Although the fit between instrumental and proxy data (r = 0.8) is very high, the dataset shows signs of a beginning divergence from 2010 CE onwards (Fig. S7). The divergence phenomenon describes the weakening of the linear relationship between temperature records and tree-ring proxies (TRW and MXD) during the twentieth century (D’Arrigo et al. 2008). This phenomenon has been observed in multiple sites all over the Norther Hemisphere (Wilmking et al. 2005; Wilson et al. 2007; D’Arrigo et al. 2008; Andreu-Hayles et al. 2011; Shah and Shah 2015; St. George and Esper 2019) and in low elevation sites in the European Alps (Corona et al. 2010). However, divergence has not been detected in high elevation sites in this region during the twentieth century for European larch (Larix decidua Mill.) (Büntgen et al. 2008). Here, we find first indications of a developing divergence phenomenon in the Swiss Alps in larch.
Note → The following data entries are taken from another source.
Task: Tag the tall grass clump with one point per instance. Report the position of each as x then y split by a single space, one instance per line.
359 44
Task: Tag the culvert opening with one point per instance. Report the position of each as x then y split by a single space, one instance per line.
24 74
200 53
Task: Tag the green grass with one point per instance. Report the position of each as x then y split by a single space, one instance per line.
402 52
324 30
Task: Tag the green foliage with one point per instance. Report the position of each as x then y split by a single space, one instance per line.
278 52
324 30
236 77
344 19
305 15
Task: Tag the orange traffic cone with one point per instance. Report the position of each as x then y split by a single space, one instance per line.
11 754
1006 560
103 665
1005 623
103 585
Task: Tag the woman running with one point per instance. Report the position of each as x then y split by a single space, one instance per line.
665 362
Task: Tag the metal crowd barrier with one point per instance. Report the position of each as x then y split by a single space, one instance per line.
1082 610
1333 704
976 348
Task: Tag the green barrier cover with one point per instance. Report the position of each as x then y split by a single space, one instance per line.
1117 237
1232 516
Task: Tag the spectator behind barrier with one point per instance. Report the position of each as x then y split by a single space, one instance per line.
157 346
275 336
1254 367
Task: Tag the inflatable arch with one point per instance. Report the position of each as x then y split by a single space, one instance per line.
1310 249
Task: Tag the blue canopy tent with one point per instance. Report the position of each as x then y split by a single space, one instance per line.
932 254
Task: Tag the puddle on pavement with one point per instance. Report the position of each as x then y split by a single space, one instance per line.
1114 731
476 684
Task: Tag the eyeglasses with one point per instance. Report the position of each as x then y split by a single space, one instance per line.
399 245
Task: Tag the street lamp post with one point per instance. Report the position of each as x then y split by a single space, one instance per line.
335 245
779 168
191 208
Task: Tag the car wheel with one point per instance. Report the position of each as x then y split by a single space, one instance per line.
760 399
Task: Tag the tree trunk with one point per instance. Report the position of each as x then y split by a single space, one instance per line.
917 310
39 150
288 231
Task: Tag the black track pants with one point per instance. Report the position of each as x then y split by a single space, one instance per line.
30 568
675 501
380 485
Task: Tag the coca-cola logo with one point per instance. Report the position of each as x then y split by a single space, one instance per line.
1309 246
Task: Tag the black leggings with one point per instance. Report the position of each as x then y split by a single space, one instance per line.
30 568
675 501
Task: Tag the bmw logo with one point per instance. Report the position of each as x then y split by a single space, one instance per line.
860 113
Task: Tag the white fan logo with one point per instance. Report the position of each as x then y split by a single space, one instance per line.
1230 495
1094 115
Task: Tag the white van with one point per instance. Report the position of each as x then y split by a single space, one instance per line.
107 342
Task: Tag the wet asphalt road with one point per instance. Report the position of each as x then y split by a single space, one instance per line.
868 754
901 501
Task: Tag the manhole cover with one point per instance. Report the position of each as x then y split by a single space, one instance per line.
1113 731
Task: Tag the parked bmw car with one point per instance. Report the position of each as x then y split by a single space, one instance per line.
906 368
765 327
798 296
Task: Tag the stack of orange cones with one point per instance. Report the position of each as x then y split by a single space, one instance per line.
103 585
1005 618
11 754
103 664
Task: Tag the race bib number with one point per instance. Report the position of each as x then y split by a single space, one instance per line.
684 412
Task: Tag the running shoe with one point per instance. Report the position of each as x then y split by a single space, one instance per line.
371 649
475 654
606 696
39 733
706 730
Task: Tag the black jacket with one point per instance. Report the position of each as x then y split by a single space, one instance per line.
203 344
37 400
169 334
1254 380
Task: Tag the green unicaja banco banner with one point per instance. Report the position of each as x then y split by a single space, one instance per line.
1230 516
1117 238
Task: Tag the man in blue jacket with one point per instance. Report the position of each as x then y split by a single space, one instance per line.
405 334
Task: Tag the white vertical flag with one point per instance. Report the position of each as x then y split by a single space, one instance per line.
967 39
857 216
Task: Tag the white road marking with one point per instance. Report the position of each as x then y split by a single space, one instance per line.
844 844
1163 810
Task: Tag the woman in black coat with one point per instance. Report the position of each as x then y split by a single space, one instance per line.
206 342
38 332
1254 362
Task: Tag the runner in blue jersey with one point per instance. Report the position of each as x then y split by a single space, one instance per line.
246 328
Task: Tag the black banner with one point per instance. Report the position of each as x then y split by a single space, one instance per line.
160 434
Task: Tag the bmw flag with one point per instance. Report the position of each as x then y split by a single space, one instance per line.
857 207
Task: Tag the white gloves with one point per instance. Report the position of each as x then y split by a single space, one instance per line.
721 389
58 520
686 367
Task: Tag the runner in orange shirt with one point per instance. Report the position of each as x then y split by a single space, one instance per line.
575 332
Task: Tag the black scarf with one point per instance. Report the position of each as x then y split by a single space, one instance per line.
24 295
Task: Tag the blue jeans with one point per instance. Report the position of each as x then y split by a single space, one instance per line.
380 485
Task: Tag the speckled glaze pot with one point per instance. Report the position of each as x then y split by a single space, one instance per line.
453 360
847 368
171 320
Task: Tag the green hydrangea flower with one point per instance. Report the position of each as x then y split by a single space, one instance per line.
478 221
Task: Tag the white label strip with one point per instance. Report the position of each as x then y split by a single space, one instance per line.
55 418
From 2010 CE onwards MXD does not follow the increased warming observed in instrumental data. This is underlined by a decline in the 30-year running correlations between temperature and MXD indices from 1990 CE until present in Fig. 3c. The linear relationship is weakened and consequently, the prediction performance of linear regression likely decreases with increasing divergence. Correlations with other climate parameters, for example drought or precipitation, do not show a shift in signal in the Alps yet, but might in the future as it has been observed in other regions, for example Corsica (Römer et al. 2021). There, drought, and consequently summer precipitation become more important for limiting tree growth. Precipitation signals are, however, difficult to assess in network datasets like the new Alpine chronology since precipitation patterns in mountainous regions can vary strongly between valleys and elevations (Sevruk 1997; Auer et al. 2001; Schmidli et al. 2002).

5 Conclusion

In this study, we present a new temperature reconstruction based on tree-ring data from the Swiss Alps. We introduce a new approach to improve temperature reconstructions and their temporal reliability by considering elevational differences among data from historical buildings, removing LBM signals with improved methods, and applying novel approaches to stabilize variance. Albeit low-frequency trends are muted in our new reconstruction compared to previous records, high-frequency temperature variability shows strong agreements with large volcanic eruptions which is in line with historical evidence. We show how artificial variance increases may alter extreme year analysis including the 1257 CE Samalas eruption, which led to stronger regional cooling than the 1815 CE Tambora eruption. Our study thereby emphasizes how decision making, data selection and treatment in dendroclimatology influences the outcome of a reconstruction approach (Büntgen et al. 2021). The different applied methods, in particular the (1) data selection (of proxy and target), (2) mean adjustment, (3) LBM correction, (4) variance stabilization, and (5) the chosen method of reconstruction, alter the resulting record and interpretation of temperature variability towards its extreme events and long-term temperature signals. This study highlights the urgency to continue the development and testing of new methods to improve the temporal stability and reliability of climate reconstructions. It stresses the importance that with new methods revising existing records to improve our knowledge about past climate variability is indispensable.